The latter, involving roughly four to five thousand participants, is made up of 300 productive projects, 30 local nodes and econetworks, 15 or so communal living projects and 1700 collectives. CIC governance involves general assemblies and is based on a decentralized direct democracy model that supports the self-governance of autonomous projects.

Political Goals of CIC

Rather than trying to destroy the state, the goal of the CIC is to practice civil disobedience in ways that are consistent with the self-organizing projects their collectives are trying to build. According to a 2014 interview with Duran (see Spanish Robin Hood Enric Duran on Capitalism and Integral Revolution), any action they take towards pressuring the state will be strategically chosen to protect constructive projects and the people involved in them or to generate consciousness and vision among people and groups involved in the change-making process.

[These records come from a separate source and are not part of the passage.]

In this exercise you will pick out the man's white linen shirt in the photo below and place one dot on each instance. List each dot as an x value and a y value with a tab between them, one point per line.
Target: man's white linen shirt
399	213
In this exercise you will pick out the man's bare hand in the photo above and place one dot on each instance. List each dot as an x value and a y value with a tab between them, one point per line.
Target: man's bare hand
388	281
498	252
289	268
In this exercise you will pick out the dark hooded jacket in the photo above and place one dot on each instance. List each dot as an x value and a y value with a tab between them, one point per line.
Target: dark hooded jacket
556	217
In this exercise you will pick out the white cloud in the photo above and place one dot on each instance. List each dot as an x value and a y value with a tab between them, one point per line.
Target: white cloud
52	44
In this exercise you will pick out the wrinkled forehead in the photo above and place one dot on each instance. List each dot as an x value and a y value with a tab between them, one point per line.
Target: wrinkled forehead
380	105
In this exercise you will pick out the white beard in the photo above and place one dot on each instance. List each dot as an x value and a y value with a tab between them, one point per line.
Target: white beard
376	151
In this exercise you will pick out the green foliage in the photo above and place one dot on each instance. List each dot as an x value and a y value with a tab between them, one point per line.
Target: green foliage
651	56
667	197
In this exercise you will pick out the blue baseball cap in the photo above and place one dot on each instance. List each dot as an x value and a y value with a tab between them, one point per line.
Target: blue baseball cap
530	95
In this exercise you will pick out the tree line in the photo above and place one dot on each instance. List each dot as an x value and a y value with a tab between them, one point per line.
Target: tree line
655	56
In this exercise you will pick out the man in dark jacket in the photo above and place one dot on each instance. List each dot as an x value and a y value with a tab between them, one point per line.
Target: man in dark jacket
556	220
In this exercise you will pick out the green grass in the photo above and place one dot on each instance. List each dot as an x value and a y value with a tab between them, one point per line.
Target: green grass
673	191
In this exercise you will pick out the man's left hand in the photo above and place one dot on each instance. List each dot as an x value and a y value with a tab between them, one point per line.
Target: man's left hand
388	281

Some examples of CIC projects include

• Development and promotion of approximately twenty community currencies, in addition to the Local Exchange Trading System (LETS), a mutual credit network that operates on South African CES software.
• Local food pantries linked to the Catalan Provisioning Centre.
• Activist-run health clinics, schools and housing cooperatives.
• Radi.ms, a digital collective focused on promoting the creation of self-organized co-ops worldwide.

Duran’s Legal Status

On September 17, 2008, in the midst of the global banking collapse, the network (which would become the CIC in 2010), made public, through their own CRISIS newspaper, that Duran had distributed 492,000 in bank loans to Spanish anti-capitalist groups. In March 2009, he was arrested, as six of the 39 banks had laid charges against him. He spent two months in prison before being released on 50,000 euros bail. Although he gone underground, he continues to be an active participant in the CIC.